Efficient removal of amine-modified polystyrene nanoplastics utilizing poly(N-isopropylacrylamide)-sodium carboxymethyl cellulose hydrogel beads: Parametric optimization and mechanistic insights

Abstract

Nanoplastics (NPs), particularly positively charged NPs smaller than 100 nm, are emerging hazardous pollutants that pose a serious threat to aquatic ecosystems because of their non-biodegradable nature, ability to penetrate cell membranes, and tendency to form complexes. Therefore, the development of an effective adsorbent to remove positively charged nanosized NPs from contaminated water is crucial.
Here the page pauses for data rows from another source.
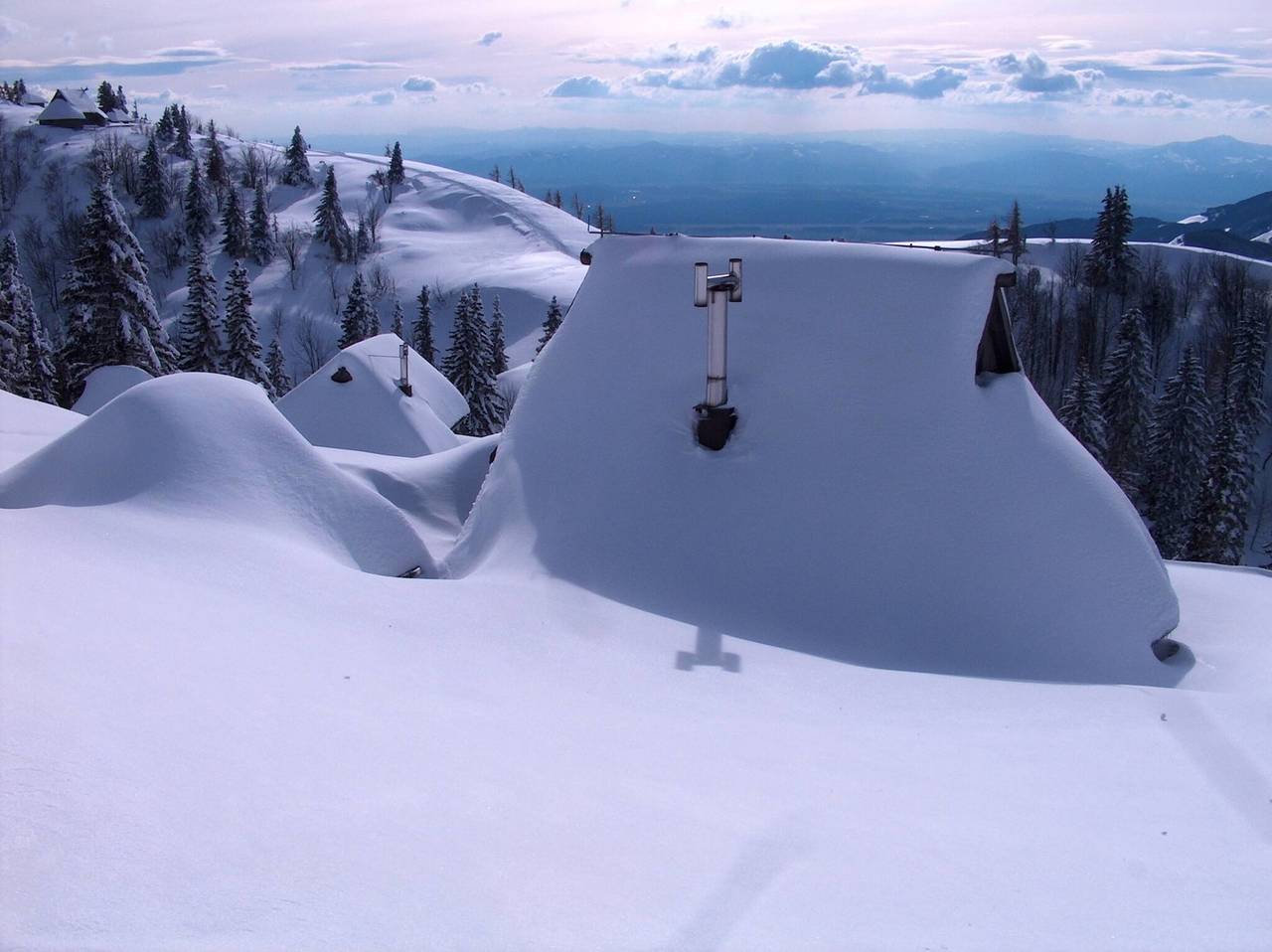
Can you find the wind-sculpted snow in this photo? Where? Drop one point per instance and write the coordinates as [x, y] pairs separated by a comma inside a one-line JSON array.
[[104, 385], [371, 411], [874, 506], [212, 448]]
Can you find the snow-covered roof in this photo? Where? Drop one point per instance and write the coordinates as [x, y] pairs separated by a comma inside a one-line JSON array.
[[369, 411], [60, 109], [875, 503]]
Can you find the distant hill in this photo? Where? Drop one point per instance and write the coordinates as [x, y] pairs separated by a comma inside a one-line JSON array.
[[1240, 228]]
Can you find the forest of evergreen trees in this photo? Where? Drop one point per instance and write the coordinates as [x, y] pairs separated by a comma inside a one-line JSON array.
[[1161, 373]]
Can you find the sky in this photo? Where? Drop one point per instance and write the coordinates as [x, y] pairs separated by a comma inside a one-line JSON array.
[[1132, 72]]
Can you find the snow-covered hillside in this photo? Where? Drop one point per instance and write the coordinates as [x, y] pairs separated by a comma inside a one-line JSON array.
[[444, 231], [218, 738]]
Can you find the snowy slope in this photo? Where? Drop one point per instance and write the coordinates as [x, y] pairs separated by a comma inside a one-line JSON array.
[[214, 451], [444, 230], [282, 753], [27, 425], [104, 385], [371, 412], [875, 504]]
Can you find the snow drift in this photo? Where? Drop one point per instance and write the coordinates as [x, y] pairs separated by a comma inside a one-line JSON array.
[[104, 385], [874, 506], [213, 448], [369, 411]]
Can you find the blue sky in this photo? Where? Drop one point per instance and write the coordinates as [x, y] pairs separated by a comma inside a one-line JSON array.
[[1135, 72]]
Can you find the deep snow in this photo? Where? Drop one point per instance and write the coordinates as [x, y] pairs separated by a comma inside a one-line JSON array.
[[371, 412], [875, 504]]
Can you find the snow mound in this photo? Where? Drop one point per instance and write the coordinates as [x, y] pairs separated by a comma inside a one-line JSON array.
[[104, 385], [213, 448], [874, 506], [26, 425], [371, 412]]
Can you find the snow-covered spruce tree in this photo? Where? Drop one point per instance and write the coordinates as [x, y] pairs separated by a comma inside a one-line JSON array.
[[276, 367], [467, 366], [1081, 413], [236, 238], [421, 332], [1016, 234], [261, 240], [398, 171], [330, 225], [200, 317], [241, 345], [498, 352], [295, 163], [198, 207], [1127, 399], [151, 194], [113, 313], [550, 325], [166, 128], [355, 322], [13, 352], [1245, 377], [1178, 447], [1224, 502], [182, 145]]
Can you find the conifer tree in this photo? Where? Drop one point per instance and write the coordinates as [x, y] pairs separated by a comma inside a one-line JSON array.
[[13, 353], [550, 325], [498, 353], [1224, 500], [398, 171], [182, 145], [241, 347], [236, 238], [261, 240], [994, 236], [355, 322], [421, 332], [105, 100], [1016, 234], [330, 225], [200, 318], [295, 168], [198, 207], [1127, 399], [1178, 447], [1081, 413], [113, 318], [467, 367], [1247, 380], [276, 367], [166, 128], [151, 194]]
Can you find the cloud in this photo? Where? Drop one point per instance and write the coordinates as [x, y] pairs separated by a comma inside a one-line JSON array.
[[12, 28], [927, 85], [339, 67], [168, 62], [1148, 98], [580, 88], [378, 96]]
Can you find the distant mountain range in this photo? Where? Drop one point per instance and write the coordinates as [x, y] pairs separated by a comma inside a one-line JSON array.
[[864, 186], [1240, 228]]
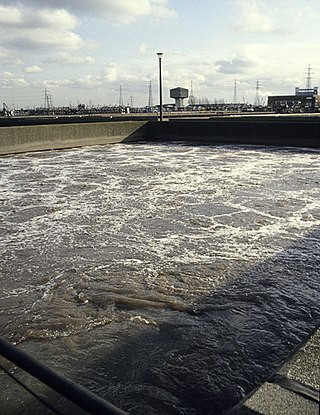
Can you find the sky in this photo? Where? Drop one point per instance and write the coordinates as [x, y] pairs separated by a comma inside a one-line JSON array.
[[81, 51]]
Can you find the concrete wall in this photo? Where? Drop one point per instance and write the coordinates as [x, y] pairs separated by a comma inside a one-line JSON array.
[[18, 139], [294, 131]]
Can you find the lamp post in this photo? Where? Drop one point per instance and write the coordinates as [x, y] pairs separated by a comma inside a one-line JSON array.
[[160, 84]]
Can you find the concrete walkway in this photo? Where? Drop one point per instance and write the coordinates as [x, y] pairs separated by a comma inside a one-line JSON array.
[[295, 388]]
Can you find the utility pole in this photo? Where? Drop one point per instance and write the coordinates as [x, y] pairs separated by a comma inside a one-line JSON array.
[[308, 79], [120, 97], [257, 100], [150, 101], [192, 99], [235, 99], [47, 100], [160, 54]]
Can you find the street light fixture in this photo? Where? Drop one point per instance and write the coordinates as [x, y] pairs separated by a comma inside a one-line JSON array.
[[160, 84]]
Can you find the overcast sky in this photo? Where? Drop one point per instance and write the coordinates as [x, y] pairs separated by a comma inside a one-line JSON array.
[[81, 51]]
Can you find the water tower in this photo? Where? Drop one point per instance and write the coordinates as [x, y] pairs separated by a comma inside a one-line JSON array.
[[179, 94]]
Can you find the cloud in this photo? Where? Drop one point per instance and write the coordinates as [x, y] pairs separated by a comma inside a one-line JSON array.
[[8, 58], [234, 66], [40, 38], [32, 69], [26, 29], [10, 15], [64, 58], [252, 19], [143, 48], [10, 80], [124, 10]]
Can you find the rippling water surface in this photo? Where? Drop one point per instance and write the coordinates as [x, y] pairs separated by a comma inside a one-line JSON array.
[[168, 279]]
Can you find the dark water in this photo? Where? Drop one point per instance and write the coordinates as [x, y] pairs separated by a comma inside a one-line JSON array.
[[168, 279]]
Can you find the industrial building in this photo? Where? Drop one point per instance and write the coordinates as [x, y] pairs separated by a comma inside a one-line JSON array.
[[179, 94], [304, 100]]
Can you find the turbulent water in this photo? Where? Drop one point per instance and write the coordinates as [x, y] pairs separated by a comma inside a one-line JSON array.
[[168, 279]]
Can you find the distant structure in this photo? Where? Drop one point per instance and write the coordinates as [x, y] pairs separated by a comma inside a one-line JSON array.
[[47, 100], [305, 99], [192, 98], [257, 99], [120, 97], [179, 94], [235, 98], [150, 100]]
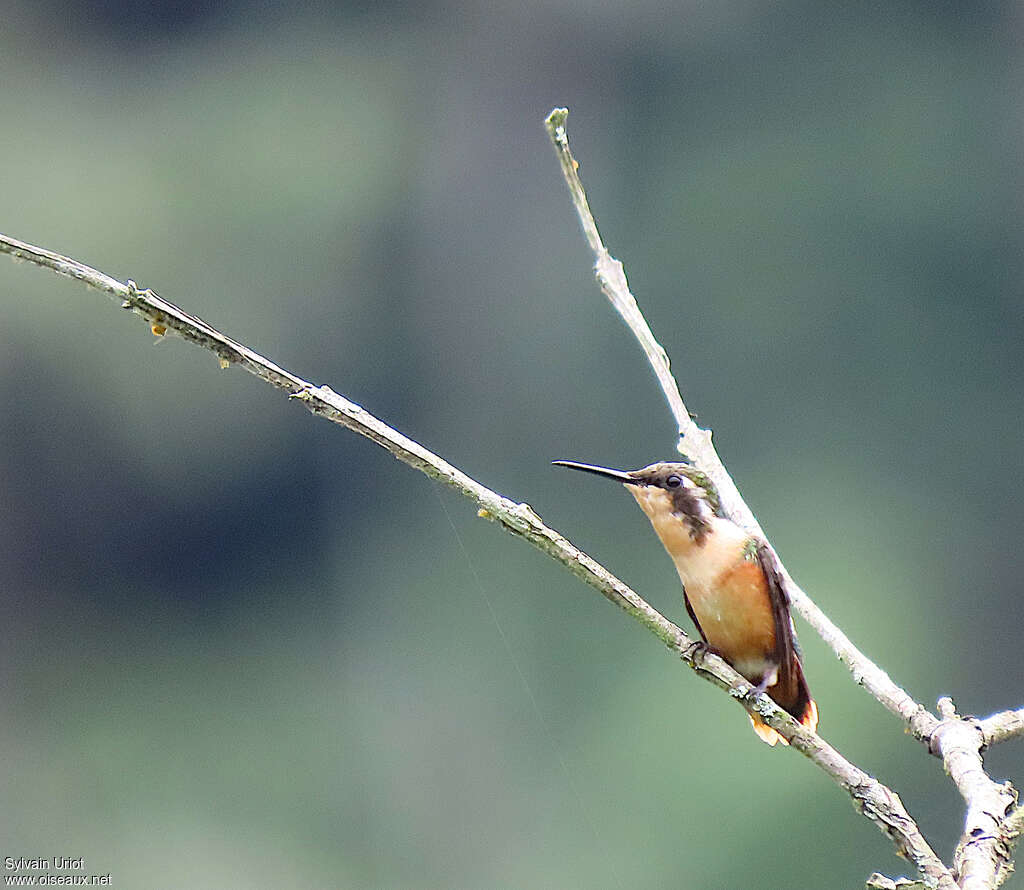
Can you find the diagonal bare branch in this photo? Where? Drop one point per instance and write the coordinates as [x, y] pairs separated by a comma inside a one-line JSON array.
[[875, 800]]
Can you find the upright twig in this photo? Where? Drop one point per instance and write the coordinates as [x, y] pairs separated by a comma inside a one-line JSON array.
[[696, 445], [994, 821]]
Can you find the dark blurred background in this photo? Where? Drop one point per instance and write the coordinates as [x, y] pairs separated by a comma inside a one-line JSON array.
[[243, 647]]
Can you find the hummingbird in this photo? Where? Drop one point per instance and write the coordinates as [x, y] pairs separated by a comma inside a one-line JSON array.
[[732, 588]]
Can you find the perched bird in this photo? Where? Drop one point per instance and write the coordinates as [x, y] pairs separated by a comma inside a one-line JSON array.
[[731, 583]]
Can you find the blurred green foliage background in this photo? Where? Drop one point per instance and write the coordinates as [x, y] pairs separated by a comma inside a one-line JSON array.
[[242, 647]]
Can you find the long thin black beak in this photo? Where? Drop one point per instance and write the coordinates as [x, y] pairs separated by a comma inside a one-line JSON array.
[[617, 475]]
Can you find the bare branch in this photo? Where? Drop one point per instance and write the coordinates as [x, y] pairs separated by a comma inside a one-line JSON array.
[[982, 859], [696, 445], [871, 798], [999, 727]]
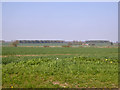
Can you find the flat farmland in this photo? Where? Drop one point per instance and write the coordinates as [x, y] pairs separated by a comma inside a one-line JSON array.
[[59, 67]]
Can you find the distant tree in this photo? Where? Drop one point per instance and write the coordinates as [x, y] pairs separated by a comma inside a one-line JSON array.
[[15, 43]]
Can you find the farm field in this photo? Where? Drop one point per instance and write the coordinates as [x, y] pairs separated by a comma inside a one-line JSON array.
[[59, 67]]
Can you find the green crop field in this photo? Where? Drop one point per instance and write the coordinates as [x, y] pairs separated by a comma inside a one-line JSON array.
[[59, 67]]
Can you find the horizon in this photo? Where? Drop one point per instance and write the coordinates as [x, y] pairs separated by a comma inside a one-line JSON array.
[[65, 20]]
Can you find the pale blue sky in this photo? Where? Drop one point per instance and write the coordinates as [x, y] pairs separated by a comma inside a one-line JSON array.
[[66, 21]]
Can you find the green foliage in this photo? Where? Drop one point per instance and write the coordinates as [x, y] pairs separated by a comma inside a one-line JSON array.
[[84, 68]]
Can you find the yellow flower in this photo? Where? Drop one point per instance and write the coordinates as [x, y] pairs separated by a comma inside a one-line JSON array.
[[11, 86]]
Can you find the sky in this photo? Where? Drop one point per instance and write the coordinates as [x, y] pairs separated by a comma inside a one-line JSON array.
[[60, 21]]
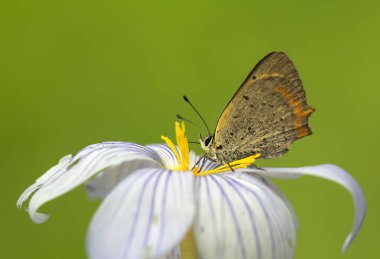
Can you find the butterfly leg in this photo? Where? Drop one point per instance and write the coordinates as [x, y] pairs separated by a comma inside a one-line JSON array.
[[255, 166], [233, 170], [192, 169]]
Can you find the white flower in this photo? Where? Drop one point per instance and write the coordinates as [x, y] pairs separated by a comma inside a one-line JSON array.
[[152, 199]]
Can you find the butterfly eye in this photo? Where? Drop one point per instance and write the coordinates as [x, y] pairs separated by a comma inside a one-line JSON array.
[[208, 141]]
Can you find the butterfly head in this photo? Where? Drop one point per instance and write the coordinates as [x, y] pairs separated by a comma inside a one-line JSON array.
[[206, 143]]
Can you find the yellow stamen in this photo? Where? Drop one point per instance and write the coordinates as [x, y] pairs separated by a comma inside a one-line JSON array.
[[183, 157], [183, 144]]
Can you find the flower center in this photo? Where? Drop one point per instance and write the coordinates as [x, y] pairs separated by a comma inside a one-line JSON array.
[[183, 157]]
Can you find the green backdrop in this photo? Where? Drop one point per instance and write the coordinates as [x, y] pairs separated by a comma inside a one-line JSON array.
[[73, 73]]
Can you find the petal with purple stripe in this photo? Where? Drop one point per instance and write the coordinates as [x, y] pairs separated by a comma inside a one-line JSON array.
[[239, 216], [73, 171], [145, 216], [333, 173]]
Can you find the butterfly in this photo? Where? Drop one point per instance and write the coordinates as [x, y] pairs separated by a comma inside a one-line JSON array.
[[267, 113]]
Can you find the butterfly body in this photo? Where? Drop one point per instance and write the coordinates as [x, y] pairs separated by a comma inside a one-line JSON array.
[[267, 113]]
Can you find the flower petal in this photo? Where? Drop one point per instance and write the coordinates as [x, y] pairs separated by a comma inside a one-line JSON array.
[[71, 172], [173, 254], [335, 174], [238, 216], [145, 216], [103, 183]]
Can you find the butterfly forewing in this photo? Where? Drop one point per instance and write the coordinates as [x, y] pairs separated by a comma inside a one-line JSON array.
[[267, 113]]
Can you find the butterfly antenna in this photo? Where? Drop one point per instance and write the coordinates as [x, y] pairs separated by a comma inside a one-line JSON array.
[[200, 116], [189, 121]]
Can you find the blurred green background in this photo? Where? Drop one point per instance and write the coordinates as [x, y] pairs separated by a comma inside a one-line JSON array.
[[73, 73]]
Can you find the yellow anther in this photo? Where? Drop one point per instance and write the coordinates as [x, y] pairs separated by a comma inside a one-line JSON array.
[[183, 155]]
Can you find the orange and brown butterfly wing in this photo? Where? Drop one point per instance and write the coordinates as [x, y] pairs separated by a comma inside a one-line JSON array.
[[267, 113]]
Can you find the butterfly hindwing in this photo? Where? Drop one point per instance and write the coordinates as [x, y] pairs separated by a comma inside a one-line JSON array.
[[267, 113]]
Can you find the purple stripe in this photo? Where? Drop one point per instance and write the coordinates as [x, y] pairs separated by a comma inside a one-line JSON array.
[[152, 207], [267, 215], [250, 213], [131, 233], [233, 214], [163, 209]]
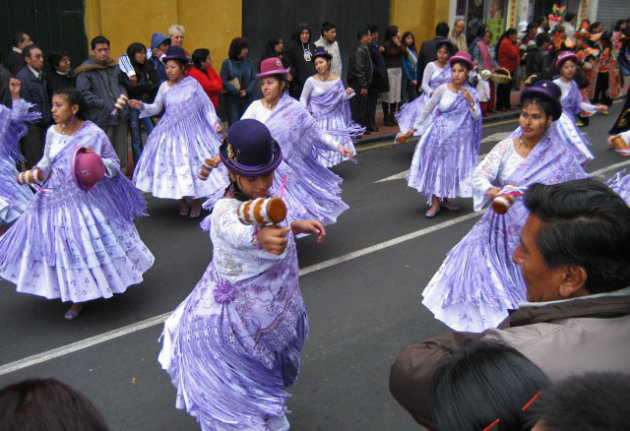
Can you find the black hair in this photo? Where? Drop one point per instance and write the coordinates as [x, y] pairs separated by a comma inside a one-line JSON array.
[[442, 29], [593, 26], [413, 44], [236, 46], [362, 32], [133, 49], [26, 52], [544, 104], [55, 57], [587, 225], [603, 400], [43, 404], [74, 97], [445, 44], [327, 26], [481, 383], [97, 40], [18, 38], [542, 39], [199, 56], [298, 31], [390, 32]]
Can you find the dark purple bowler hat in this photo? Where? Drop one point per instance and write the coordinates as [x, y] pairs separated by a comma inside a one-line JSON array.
[[249, 150], [547, 90]]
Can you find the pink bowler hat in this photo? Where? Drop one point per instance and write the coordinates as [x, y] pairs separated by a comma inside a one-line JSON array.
[[271, 66], [87, 169], [566, 55], [461, 56]]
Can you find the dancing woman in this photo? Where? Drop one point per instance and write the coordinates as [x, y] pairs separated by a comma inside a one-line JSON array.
[[311, 189], [76, 240], [447, 152], [14, 197], [436, 73], [326, 98], [572, 105], [233, 346], [187, 133], [478, 282]]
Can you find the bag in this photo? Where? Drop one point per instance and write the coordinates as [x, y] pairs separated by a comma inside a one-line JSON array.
[[235, 82]]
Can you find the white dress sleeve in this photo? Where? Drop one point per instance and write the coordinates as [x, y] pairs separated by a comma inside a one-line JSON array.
[[155, 108], [426, 78], [487, 172], [45, 163], [306, 91], [430, 106]]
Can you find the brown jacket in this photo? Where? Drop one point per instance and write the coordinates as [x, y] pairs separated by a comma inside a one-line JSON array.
[[568, 337]]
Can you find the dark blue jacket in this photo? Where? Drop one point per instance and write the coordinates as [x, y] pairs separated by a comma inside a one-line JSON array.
[[34, 91]]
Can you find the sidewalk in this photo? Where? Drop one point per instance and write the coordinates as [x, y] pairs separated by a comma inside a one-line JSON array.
[[389, 133]]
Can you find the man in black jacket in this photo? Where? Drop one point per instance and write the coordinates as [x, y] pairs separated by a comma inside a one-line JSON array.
[[360, 73], [380, 81], [34, 91], [427, 52], [15, 59]]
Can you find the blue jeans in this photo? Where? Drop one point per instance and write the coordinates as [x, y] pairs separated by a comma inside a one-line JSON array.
[[135, 122]]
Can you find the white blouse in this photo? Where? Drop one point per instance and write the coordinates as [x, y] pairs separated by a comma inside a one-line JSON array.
[[235, 254], [257, 111], [315, 87], [443, 97], [431, 71], [55, 142], [500, 163]]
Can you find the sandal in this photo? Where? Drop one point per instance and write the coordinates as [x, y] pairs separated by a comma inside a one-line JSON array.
[[73, 314]]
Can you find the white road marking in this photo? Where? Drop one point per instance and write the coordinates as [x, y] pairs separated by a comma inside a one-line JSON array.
[[157, 320], [496, 137]]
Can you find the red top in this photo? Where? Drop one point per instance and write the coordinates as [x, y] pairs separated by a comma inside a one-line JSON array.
[[508, 56], [212, 84]]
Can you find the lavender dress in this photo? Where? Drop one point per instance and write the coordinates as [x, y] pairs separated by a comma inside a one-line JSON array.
[[432, 78], [72, 244], [13, 197], [183, 138], [328, 102], [448, 150], [232, 347], [478, 282], [572, 105], [312, 191]]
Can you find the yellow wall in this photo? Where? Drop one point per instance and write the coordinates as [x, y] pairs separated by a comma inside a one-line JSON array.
[[209, 24], [419, 16]]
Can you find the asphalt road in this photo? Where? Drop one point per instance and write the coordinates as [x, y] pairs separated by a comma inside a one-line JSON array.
[[362, 287]]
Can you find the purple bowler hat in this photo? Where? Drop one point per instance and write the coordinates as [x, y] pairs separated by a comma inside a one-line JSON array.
[[462, 56], [249, 150], [87, 169], [271, 66], [566, 55], [547, 90]]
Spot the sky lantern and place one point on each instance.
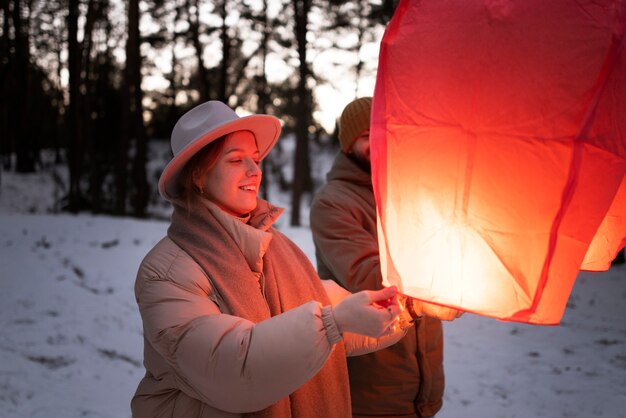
(499, 151)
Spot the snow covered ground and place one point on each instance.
(71, 343)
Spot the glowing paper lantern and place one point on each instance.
(499, 151)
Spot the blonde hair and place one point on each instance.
(198, 166)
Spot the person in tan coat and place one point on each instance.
(236, 321)
(406, 379)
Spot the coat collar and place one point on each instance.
(347, 170)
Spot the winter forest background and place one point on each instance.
(90, 90)
(97, 80)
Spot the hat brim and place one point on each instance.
(265, 129)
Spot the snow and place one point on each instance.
(72, 343)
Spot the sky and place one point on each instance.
(71, 344)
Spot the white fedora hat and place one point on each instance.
(204, 124)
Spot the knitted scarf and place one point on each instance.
(290, 281)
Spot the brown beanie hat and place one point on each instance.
(354, 119)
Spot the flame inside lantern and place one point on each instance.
(499, 151)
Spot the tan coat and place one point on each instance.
(202, 362)
(407, 378)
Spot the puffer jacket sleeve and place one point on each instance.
(225, 361)
(342, 243)
(356, 344)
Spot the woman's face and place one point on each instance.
(233, 182)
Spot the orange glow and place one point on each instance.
(499, 151)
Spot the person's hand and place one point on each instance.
(369, 312)
(436, 311)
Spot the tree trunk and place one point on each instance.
(302, 171)
(25, 147)
(194, 28)
(222, 94)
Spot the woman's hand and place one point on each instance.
(369, 312)
(433, 310)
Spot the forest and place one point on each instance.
(94, 81)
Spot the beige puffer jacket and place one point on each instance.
(203, 362)
(408, 378)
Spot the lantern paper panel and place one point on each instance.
(498, 147)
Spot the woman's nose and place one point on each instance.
(252, 168)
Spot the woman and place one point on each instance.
(236, 321)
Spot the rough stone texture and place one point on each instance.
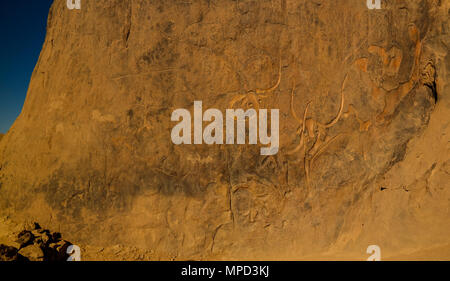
(91, 153)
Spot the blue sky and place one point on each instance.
(22, 34)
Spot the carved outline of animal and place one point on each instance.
(393, 97)
(251, 97)
(312, 130)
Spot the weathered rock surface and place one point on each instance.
(91, 153)
(30, 243)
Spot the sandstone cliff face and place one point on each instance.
(91, 154)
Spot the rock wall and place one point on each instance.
(364, 129)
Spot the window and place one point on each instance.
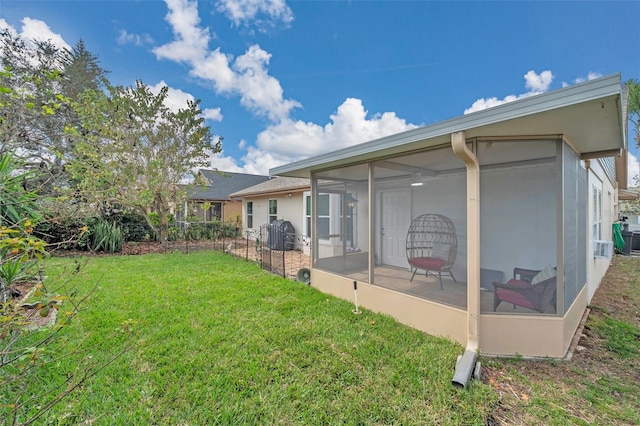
(249, 214)
(597, 213)
(307, 215)
(273, 210)
(325, 203)
(324, 217)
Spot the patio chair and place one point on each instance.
(432, 245)
(529, 288)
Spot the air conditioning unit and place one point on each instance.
(603, 249)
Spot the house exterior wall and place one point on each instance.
(232, 211)
(597, 267)
(289, 208)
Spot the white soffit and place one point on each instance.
(588, 115)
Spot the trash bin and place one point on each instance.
(627, 236)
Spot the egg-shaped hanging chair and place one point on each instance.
(432, 245)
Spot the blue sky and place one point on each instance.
(282, 81)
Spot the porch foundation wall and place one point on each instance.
(531, 335)
(429, 317)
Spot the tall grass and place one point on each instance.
(220, 341)
(107, 237)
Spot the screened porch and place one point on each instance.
(532, 210)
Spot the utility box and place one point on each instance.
(281, 235)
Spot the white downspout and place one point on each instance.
(467, 364)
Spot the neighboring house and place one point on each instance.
(280, 198)
(528, 184)
(212, 200)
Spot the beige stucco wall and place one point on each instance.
(531, 335)
(232, 211)
(289, 208)
(430, 317)
(596, 267)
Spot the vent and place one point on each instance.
(603, 249)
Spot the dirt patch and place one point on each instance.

In this study, interpenetrating polymer double-network (IPN) hydrogel beads composed of poly(N-isopropylacrylamide) (PNIPAM) and sodium carboxymethyl cellulose (NaCMC) were synthesized as adsorbents. The synthesis followed a photoinitiated free-radical mechanism in the presence of poly(ethylene glycol) diacrylate (PEGDA) as a cross-linking agent and 2-hydroxy-2-methylpropiophenone as a photoinitiator, utilizing a gas dynamic virtual nozzle (GDVN). For the first time, an IPN hydrogel synthesized by this approach was used to purify water containing positively charged amine-modified polystyrene (PS) NPs. Parametric optimization confirmed the effectiveness of the hydrogels for NPs elimination, achieving 99.83% removal efficiency (199.64 mg/g). The high efficiencies for the elimination of NPs from real seawater (99.55%) and tap water (98.11%), along with the sufficient adsorption capacity of 94.55% after five successive sorption/regeneration cycles, demonstrate the practical applicability of the synthesized hydrogel. The adsorption process followed a complex mechanism involving chemisorption/electrostatic bonding, as supported by the pseudo-second-order kinetics, Langmuir isotherms, and negative ΔG0 values, along with physical adsorption through H-bonding, π–π interactions, and pore filling. Considering its relatively high sorption capability, practical adaptability, and reusability, the synthesized IPN hydrogel is a viable option for treating NP-contaminated water. © 2025 Elsevier B.V.